On Sun, Nov 1, 2020 at 8:57 PM Kim Hamilton <kimdhamilton@gmail.com> wrote:

> Hi Kostas (and all),
> The instructions for proposing a CCG work item are here:
> https://w3c-ccg.github.io/propose_work_item.html
>
> If you're able to attend the VC-EDU meeting tomorrow, we can discuss
> possible scope, etc. Note that the US had its daylight savings shift, so
> tomorrow's meeting is 4pm GMT, 5pm CET. (As least we'll have a few months
> of stability...)
> https://www.timeanddate.com/worldclock/converter.html?iso=20201102T160000&p1=tz_pt&p2=tz_et&p3=tz_gmt&p4=tz_cet
>
> Thanks,
> Kim
>
> On Fri, Oct 23, 2020 at 2:17 PM Maarten Boender <mboender@sphereon.com>
> wrote:
>
>> Kostas, Leonard, & group,
>>
>>
>>
>> We’re happy and motivated to help.
>>
>>
>>
>> We have a background in document processing and working with PDFs. We
>> already have services/APIs that are already converting, stamping and
>> signing PDFs.
>>
>>
>>
>> And we’re building tech around DIDs, VCs, etc., for products and
>> projects, also in Education. This will be a good extension to have.
>>
>>
>>
>> Best Regards,
>>
>> Maarten Boender | Sphereon.com
>>
>> [image: signature_2086378322]
>>
>>
>>
>> *From: *Kostas Karasavvas <kkarasavvas@gmail.com>
>> *Date: *Wednesday, 21 October 2020 at 16:31
>> *To: *Leonard Rosenthol <lrosenth@adobe.com>
>> *Cc: *Credentials Community Group <public-credentials@w3.org>
>> *Subject: *Re: using PDFs as a VC container...

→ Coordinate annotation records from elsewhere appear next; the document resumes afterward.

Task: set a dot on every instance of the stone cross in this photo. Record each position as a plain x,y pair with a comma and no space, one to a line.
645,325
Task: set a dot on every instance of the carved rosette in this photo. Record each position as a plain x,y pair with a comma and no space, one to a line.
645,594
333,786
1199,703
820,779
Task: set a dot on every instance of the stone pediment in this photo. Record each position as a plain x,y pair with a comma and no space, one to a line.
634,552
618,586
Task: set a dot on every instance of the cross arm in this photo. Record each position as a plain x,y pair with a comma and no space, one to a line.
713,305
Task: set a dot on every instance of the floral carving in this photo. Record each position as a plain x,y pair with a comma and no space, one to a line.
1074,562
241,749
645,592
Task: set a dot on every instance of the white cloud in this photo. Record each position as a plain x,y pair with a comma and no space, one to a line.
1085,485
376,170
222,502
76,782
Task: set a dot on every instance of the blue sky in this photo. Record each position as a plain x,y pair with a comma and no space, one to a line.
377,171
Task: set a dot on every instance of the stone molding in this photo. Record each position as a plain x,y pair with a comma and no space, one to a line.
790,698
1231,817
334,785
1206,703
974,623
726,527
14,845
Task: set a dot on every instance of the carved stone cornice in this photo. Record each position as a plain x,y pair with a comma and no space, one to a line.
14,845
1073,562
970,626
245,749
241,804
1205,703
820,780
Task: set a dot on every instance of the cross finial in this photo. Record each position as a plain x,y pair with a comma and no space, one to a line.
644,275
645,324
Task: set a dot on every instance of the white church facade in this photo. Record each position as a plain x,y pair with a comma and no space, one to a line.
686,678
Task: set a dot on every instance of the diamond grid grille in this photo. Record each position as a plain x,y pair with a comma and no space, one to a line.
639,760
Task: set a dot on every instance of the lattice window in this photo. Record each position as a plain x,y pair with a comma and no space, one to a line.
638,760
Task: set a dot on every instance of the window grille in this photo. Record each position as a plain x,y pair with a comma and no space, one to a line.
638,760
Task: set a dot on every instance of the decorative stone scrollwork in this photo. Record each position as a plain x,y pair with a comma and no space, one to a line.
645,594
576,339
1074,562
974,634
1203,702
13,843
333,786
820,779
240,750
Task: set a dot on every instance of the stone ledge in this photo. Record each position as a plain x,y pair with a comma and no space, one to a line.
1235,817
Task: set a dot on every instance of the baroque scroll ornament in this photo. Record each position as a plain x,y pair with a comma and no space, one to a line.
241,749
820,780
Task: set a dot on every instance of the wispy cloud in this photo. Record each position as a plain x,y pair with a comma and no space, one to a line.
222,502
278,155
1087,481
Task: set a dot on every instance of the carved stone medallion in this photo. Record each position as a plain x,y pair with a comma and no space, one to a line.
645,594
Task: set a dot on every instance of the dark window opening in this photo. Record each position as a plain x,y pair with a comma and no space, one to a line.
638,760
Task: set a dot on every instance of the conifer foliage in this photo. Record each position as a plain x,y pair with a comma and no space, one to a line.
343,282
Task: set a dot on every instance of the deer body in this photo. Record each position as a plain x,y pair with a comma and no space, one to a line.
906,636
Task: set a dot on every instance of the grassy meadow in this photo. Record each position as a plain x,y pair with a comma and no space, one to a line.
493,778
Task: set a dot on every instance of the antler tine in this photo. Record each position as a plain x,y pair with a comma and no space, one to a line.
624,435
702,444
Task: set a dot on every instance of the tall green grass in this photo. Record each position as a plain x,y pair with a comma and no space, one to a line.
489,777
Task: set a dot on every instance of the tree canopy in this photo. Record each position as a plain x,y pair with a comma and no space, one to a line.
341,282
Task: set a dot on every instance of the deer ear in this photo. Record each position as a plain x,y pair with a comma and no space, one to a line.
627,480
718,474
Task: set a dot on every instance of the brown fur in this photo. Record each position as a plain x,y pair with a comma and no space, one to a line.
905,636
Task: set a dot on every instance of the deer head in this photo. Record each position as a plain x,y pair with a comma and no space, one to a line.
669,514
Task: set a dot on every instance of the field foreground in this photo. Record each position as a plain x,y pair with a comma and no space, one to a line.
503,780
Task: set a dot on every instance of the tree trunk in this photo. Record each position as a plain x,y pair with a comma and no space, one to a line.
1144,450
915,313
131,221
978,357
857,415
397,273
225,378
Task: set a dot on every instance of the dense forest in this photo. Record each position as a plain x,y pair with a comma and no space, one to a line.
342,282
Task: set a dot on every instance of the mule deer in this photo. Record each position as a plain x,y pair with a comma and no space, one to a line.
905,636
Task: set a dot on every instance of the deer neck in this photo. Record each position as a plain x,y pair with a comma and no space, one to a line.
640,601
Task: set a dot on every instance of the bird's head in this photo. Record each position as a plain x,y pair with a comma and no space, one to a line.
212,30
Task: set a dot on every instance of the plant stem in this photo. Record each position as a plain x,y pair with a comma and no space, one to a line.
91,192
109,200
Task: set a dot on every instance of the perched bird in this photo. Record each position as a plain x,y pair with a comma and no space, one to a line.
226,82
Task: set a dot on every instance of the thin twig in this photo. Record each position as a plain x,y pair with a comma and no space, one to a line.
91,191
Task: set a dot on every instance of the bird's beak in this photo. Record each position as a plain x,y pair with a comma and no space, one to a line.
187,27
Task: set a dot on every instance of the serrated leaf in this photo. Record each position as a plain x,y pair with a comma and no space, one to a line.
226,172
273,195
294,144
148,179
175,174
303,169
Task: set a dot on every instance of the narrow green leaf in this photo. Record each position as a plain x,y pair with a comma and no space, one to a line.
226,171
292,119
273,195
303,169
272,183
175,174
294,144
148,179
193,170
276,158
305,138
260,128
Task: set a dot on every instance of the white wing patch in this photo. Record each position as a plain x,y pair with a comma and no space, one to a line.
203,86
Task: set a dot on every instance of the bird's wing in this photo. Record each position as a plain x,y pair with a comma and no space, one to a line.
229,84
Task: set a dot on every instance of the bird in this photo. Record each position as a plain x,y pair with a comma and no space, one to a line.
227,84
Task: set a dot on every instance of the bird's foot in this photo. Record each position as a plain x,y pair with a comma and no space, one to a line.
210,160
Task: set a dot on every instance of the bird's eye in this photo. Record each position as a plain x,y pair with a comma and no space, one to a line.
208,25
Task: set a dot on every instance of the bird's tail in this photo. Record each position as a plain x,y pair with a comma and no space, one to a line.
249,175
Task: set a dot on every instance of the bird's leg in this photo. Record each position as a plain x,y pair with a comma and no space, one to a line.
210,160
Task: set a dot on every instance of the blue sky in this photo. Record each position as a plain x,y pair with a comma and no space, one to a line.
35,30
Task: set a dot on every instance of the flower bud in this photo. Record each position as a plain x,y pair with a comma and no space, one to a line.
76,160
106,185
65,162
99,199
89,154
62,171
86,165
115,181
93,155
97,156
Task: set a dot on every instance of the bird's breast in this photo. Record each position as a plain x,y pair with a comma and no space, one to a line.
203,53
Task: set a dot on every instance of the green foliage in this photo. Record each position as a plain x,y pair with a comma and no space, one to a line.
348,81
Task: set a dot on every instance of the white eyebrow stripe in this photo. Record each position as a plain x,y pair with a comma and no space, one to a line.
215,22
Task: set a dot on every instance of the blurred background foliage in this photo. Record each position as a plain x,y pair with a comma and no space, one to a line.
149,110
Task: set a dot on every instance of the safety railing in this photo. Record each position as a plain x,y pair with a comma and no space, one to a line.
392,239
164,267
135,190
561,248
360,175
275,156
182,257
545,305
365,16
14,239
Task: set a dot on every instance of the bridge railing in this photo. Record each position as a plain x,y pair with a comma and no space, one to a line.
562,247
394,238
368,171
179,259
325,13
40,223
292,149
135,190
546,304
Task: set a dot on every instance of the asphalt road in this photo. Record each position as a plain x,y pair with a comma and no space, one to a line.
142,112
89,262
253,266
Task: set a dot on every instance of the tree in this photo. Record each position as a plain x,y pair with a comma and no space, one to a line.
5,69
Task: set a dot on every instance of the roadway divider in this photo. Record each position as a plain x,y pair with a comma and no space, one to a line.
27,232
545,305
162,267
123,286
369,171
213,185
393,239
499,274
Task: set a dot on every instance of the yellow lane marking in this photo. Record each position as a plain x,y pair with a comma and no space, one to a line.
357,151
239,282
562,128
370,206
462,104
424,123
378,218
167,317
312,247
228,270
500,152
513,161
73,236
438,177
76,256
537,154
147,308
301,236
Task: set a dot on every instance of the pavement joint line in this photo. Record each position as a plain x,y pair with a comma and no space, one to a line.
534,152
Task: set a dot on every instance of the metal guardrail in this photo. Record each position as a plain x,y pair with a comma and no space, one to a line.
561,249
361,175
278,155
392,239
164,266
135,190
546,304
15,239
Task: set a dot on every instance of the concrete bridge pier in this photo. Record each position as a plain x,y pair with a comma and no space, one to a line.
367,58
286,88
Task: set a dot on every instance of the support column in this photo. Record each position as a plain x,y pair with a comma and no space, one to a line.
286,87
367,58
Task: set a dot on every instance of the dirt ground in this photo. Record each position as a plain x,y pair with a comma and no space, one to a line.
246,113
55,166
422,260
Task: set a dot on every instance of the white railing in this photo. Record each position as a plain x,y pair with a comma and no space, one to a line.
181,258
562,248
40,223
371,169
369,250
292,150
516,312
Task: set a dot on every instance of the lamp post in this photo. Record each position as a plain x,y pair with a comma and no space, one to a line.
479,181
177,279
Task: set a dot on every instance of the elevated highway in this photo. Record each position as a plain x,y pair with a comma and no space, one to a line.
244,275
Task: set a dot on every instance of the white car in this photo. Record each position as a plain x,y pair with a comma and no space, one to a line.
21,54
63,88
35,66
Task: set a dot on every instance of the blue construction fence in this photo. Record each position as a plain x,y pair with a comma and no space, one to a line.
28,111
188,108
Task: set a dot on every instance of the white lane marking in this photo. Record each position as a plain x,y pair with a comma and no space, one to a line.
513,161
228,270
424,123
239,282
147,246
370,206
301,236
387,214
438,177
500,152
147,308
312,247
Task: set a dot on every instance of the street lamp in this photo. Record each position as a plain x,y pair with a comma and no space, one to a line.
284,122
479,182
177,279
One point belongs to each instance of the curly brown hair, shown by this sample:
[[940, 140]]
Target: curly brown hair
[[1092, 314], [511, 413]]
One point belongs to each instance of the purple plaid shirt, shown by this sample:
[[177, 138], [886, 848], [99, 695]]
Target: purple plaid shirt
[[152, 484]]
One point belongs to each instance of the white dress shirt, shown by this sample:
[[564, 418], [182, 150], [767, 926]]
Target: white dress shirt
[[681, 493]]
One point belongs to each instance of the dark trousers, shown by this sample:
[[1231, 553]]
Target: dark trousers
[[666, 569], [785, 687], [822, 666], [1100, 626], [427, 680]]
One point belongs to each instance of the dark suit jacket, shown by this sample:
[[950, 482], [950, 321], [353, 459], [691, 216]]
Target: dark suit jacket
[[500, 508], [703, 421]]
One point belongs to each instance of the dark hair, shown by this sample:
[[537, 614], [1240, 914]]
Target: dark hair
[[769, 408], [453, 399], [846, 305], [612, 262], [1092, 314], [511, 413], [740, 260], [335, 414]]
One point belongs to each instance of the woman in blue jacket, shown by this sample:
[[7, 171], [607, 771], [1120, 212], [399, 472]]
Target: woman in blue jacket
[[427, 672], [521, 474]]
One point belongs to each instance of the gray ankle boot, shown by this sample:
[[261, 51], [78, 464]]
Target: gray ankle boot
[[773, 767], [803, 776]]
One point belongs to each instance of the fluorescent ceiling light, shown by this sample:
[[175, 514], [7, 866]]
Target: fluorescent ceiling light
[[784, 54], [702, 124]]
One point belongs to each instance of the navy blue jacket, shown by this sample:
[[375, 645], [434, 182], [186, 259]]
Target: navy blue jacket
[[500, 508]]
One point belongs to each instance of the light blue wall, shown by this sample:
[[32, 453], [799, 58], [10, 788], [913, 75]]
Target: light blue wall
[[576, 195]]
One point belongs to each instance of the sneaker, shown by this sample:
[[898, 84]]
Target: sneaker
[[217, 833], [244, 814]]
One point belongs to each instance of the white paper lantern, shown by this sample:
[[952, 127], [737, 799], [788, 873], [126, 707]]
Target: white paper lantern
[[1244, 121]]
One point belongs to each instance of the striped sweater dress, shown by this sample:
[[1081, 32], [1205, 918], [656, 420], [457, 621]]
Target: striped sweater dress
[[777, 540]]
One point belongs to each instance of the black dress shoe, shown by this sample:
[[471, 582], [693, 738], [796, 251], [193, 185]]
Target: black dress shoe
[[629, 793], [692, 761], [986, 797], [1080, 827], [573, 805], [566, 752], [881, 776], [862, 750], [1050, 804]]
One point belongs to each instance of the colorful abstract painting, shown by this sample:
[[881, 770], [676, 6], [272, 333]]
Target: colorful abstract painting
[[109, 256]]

>> *Resent from: *<public-credentials@w3.org>
>> *Resent date: *Wednesday, 21 October 2020 at 16:30
>>
>>
>>
>>
>>
>> Thank you for the paper. That might allow anchoring PDF signed documents
>> as well. I will look into it in more detail !
>>
>>
>>
>> Wrt "a standard approach for where/how to embed the VCs in the PDFs".. is
>> there something initiated on that already?  What would the next step be?
>>
>>
>>
>>
>>
>>
>>
>> On Wed, Oct 21, 2020 at 4:03 PM Leonard Rosenthol <lrosenth@adobe.com>
>> wrote:
>>
>> Thanks – that helps!
>>
>>
>>
>> The iText library that you are using is fully capable of manipulating XMP
>> and doing embedding and other techniques that I showed in my presentation.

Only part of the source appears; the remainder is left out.